Figure 2. Correlation of the month-by-month gridcell values of reflected solar shortwave radiation, and thermal longwave radiation. The dark blue line outlines areas with strong negative correlation (more negative than – 0.5). These are areas where an increase in one kind of upwelling radiation is counteracted by a proportionate decrease in the other kind of upwelling radiation.
How about that? There are only a few tiny areas where the correlation is positive. Everywhere else the correlation is negative, and over much of the tropics and the northern hemisphere the correlation is more negative than – 0.5.
Note that in much of the critical tropical regions, increases in LW are strongly counteracted by decreases in SW, and vice versa.

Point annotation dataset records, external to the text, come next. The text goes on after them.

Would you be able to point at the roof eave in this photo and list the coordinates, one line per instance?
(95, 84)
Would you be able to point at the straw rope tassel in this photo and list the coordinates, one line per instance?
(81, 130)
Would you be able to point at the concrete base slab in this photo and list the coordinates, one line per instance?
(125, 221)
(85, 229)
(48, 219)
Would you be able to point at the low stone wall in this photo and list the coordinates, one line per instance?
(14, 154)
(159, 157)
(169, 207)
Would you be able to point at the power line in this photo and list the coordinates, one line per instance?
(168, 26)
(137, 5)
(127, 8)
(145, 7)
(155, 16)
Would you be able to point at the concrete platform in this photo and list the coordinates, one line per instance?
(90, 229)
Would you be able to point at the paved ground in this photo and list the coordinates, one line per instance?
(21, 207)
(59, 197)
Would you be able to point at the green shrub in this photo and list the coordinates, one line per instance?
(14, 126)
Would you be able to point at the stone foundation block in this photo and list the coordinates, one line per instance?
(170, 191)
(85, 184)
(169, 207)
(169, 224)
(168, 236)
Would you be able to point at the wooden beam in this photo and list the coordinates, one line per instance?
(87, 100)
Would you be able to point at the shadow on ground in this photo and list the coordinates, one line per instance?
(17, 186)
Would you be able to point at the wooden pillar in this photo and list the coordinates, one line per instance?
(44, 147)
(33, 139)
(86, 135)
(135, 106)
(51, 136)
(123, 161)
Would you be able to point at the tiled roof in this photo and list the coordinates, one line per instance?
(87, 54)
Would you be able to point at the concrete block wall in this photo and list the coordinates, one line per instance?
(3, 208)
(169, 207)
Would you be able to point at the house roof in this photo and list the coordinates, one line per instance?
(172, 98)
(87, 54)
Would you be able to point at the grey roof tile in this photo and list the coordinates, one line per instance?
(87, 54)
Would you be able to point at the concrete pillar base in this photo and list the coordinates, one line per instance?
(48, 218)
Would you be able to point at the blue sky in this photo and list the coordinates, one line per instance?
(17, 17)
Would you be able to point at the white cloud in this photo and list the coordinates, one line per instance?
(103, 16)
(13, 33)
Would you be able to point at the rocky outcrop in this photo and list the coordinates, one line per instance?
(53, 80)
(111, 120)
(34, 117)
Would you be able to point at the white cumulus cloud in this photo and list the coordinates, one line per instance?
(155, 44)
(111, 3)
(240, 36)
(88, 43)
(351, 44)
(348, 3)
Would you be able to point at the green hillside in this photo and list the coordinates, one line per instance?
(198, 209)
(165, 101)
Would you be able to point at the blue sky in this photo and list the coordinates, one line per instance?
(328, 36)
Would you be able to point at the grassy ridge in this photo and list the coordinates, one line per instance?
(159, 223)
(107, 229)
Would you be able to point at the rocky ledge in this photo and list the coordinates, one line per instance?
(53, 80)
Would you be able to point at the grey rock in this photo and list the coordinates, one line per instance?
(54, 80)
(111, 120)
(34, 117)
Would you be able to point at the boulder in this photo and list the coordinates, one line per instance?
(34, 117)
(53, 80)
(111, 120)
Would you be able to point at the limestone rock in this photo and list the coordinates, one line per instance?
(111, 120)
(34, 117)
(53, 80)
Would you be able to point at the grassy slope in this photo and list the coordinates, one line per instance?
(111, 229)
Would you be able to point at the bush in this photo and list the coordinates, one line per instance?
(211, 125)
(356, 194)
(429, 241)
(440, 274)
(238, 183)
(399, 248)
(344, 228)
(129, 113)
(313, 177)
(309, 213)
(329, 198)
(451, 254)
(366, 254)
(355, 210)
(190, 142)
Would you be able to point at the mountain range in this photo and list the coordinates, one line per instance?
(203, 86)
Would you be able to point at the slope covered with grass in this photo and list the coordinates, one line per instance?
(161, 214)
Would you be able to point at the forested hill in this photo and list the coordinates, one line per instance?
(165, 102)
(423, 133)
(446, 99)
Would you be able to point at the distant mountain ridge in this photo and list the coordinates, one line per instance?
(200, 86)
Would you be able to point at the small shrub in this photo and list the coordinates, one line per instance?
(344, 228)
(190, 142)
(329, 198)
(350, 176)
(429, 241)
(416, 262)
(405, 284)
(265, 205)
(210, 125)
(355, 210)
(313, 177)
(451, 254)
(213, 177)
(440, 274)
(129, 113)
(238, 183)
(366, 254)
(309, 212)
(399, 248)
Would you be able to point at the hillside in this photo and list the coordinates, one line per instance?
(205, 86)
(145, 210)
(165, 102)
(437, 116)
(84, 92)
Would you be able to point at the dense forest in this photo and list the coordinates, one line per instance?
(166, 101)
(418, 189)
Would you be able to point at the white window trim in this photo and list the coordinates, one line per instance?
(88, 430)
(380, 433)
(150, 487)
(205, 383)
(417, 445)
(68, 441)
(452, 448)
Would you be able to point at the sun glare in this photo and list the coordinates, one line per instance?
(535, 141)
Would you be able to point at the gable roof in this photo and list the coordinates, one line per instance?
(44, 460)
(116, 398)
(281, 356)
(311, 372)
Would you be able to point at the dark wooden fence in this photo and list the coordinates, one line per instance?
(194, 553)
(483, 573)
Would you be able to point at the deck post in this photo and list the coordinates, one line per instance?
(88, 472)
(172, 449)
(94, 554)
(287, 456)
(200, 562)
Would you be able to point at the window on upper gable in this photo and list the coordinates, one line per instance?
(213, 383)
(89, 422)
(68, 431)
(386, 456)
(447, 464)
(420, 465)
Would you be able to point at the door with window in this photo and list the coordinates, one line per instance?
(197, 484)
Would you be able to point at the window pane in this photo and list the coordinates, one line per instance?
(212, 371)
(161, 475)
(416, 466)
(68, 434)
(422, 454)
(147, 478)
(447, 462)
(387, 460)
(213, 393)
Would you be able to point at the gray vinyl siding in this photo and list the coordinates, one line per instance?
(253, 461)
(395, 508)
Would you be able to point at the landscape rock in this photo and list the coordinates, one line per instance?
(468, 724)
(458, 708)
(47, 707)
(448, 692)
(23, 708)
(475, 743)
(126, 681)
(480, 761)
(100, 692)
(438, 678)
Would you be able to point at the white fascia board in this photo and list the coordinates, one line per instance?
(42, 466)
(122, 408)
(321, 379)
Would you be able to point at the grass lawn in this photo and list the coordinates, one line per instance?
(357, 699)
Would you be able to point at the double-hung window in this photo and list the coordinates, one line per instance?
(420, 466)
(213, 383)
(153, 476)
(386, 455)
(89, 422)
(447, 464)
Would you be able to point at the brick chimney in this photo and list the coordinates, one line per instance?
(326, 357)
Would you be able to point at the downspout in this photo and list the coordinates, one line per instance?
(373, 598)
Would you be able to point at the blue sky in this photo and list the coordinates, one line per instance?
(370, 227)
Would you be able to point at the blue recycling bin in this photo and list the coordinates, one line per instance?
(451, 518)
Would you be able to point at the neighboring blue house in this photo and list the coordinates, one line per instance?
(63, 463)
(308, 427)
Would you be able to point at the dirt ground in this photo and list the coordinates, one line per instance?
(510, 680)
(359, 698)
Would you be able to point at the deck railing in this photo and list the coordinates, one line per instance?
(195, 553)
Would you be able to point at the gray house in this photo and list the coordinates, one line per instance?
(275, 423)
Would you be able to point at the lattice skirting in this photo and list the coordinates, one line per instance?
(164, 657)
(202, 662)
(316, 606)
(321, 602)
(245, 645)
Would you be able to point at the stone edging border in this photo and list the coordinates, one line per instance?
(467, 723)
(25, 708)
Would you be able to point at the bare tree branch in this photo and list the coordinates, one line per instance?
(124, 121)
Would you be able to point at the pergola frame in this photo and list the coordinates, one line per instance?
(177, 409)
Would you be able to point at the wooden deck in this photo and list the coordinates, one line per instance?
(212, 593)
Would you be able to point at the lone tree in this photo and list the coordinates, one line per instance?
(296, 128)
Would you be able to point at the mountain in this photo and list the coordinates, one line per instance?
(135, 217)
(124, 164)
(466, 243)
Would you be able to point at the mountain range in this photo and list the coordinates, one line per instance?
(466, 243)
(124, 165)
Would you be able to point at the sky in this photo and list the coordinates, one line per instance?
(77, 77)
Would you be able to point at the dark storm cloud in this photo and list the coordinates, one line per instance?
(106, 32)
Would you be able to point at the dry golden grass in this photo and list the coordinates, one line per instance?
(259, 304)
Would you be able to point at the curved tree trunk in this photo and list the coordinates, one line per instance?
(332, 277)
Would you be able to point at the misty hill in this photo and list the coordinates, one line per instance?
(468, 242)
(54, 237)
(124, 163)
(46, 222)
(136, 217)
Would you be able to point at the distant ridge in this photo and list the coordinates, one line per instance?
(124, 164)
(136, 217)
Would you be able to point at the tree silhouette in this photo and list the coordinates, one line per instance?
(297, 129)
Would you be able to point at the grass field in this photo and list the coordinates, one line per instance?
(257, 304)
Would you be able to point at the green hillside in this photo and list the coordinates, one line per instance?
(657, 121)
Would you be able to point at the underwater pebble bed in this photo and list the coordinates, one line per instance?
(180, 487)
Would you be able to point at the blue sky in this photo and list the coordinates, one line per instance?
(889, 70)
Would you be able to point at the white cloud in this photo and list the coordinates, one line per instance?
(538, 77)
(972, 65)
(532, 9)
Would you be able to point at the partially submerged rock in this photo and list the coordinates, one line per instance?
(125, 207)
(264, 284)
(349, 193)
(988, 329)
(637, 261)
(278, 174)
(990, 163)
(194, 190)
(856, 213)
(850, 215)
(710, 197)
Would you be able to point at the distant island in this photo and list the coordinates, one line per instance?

Let me repeat an earlier comment and graphic in this regard. The amounts of reflected solar (100 W/m2) and upwelling longwave (240 W/m2) are quite different. Despite that, however, the variations in SW and LW are quite similar, both globally and in each hemisphere individually.
Figure 3. Variations in the global monthly area-weighted averages of LW and SW after the removal of the seasonal signal.
This close correspondence in the size of the response supports the idea that the two are reacting to each other.
Anyhow, that’s today’s news from CERES … the longwave and the reflected shortwave is strongly negatively correlated, and averages -0.65 globally. This strongly supports my theory that the earth has a strong active thermoregulation system which functions in part by adjusting the albedo (through the regulation of daily tropical cloud onset time) to maintain the earth within a narrow (± 0.3°C over the 20th century) temperature range.
w.
As with my last post, the code for this post is available as a separate file, which calls on both the associated files (data and functions). The code for this post itself only contains a grand total of seven lines …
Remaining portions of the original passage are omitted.